Las palabras pierden sentido, mutan, transforman su significado. O quien cambia soy yo y cambio el contexto de mis palabras. Aún me sorprende el hecho de quien era y cómo escribía, a quien soy y como escribo en el presente. Si trato de definir una y otra etapa, me veo frenado por educación. No es correcto ya definir las etapas y darles nombre, porque es encerrar una cosa, quitarle el encanto, robarle todas las posibles transformaciones y mutaciones. Eso, no sólo aplica para el ejercicio egoísta de mi relectura en el árbol de los mil nombres, sino para la vida en general…

Prefiero una encantadora suposición del círculo perfecto (cuyas impurezas se esconden a niveles microscópicos). ¿Qué tal un acueducto circular cuya agua golpea contra las piedras para encontrar la pureza? Viene una frase necesaria, obligatoria diría–. Es que somos ciclos. La inevitabilidad y resignación con la que aceptamos la repetición de nuestro comportamiento me parece fatídica.

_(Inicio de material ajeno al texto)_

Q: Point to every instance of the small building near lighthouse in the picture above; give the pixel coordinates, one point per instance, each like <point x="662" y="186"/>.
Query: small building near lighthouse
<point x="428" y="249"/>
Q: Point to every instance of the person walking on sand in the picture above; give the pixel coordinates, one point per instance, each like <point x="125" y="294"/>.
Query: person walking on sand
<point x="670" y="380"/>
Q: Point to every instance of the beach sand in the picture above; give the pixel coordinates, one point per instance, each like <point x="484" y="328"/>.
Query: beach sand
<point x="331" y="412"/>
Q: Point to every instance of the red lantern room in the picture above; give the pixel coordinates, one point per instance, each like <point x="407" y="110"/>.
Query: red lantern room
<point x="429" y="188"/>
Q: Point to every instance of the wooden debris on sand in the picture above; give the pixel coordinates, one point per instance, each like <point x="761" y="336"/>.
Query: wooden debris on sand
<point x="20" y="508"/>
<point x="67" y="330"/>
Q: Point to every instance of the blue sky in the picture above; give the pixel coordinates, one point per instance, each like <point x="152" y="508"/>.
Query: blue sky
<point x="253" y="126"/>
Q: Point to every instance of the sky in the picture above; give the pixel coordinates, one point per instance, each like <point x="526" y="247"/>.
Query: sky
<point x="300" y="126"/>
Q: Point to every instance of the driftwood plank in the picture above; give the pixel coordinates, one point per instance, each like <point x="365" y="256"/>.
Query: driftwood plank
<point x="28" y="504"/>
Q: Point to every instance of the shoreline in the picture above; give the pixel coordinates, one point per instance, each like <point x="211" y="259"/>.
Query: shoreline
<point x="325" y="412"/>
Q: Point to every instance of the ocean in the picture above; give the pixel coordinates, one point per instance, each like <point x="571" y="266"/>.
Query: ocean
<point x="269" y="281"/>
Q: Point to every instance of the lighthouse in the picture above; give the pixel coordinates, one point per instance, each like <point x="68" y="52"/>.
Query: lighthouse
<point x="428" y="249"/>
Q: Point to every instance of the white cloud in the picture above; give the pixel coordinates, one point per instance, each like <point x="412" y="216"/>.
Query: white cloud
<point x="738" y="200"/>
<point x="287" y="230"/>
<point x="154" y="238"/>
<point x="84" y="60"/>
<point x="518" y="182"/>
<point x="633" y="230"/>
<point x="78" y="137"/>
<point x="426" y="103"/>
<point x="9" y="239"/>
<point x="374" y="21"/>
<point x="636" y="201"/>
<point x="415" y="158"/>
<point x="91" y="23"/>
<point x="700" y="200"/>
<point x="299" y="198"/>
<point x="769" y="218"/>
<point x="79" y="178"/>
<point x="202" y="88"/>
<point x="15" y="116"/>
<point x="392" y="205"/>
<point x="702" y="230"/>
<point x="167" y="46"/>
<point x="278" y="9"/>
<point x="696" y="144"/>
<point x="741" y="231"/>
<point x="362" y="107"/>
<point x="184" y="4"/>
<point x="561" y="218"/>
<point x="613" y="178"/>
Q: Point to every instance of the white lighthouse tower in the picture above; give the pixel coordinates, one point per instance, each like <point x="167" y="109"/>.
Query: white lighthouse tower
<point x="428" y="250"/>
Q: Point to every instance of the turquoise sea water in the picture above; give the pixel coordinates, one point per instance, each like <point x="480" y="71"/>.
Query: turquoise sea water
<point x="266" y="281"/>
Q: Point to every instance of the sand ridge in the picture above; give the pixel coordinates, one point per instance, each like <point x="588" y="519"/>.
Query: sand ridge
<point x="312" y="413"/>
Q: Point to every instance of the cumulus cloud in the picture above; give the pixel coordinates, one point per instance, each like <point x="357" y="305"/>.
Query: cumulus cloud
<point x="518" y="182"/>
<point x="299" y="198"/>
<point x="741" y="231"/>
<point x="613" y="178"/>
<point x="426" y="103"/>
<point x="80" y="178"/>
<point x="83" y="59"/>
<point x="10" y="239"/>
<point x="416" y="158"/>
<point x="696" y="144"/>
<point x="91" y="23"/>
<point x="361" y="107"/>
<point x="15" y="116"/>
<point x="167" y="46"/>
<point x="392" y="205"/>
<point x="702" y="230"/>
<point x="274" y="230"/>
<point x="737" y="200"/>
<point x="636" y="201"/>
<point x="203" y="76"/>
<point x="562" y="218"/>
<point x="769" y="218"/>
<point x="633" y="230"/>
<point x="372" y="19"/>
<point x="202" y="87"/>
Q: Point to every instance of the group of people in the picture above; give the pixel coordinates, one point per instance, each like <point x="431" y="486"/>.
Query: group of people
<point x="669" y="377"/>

Patrones. Una de las ideas constantes en mi cabeza, es que estamos definidos por patrones… rutinas, dirían vulgarmente unos, para no darle un nombre tan feo e inevitable. Prefiero llamarles patrones, una serie de actos que debemos repetir para reafirmarnos. Hay patrones cuya prioridad se alza sobre otros, hay patrones que conflictúan con otros… es entonces, cuando nace la ilusión de un libre albedrío y decisión. Se nos presenta la posibilidad de darle prioridad a un patrón, antes que a otro. Cuando un conjunto choca con otro, nace uno nuevo y es preciso darle otro nombre. ¿Una nueva formula? ¿O saltar entre una y otra, para regresar a la estabilidad? Nada asegura que vuelvan a chocar, nada.